3D-CVF：使用跨视图的空间特征融合3D对象检测生成关节摄像头和激光镜头功能

论文标题

3D-CVF：使用跨视图的空间特征融合3D对象检测生成关节摄像头和激光镜头功能

3D-CVF: Generating Joint Camera and LiDAR Features Using Cross-View Spatial Feature Fusion for 3D Object Detection

论文作者

Yoo, Jin Hyeok, Kim, Yecheol, Kim, Jisong, Choi, Jun Won

论文摘要

在本文中，我们提出了一种新的深层体系结构，用于融合相机和LIDAR传感器，用于3D对象检测。由于相机和激光雷达传感器信号具有不同的特性和分布，因此预计这两种方式将提高3D对象检测的准确性和鲁棒性。相机和激光镜头融合所带来的挑战之一是，从每种模式获得的空间特征图由相机和世界坐标中的明显不同的视图表示。

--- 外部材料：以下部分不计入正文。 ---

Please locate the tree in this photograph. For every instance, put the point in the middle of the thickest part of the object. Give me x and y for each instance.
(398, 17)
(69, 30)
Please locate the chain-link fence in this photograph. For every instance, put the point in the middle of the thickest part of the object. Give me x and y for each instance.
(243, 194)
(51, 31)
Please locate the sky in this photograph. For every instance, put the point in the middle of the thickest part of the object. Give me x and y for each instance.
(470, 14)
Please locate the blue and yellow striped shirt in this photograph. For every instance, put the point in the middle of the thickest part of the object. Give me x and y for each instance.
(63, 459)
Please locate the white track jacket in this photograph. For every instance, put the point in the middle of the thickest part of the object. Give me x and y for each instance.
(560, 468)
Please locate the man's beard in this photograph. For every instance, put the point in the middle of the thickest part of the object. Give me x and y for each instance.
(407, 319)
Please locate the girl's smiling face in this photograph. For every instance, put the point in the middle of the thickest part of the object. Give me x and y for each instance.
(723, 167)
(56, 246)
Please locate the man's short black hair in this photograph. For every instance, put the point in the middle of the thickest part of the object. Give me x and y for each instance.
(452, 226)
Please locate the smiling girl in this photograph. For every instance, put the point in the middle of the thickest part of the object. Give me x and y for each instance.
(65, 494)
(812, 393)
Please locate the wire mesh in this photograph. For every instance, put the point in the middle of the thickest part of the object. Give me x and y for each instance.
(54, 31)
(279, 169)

因此，将两个异质特征图组合在一起而不会丢失信息并不是一件容易的事。为了解决此问题，我们提出了一种称为3D-CVF的方法，该方法使用跨视图空间特征融合策略结合了相机和激光雷达功能。首先，该方法采用自动校准的投影，将2D摄像头功能转换为光滑的空间特征图，其对应与鸟类视图（BEV）域中的LiDar特征最高。然后，使用封闭式的特征融合网络使用空间注意图将相机混合在一起，并根据该地区适当地将LIDAR特征混合。接下来，在随后的提案完善阶段还可以实现摄像头功能融合。摄像头功能通过3D ROI网格池从2D摄像头视图域使用，并与BEV功能融合以进行建议。我们对KITTI和NUSCENES 3D对象检测数据集进行的评估表明，摄像头融合在单个模态上提供了显着的性能增长，并且提出的3D-CVF在KITTI基准测试中实现了最新性能。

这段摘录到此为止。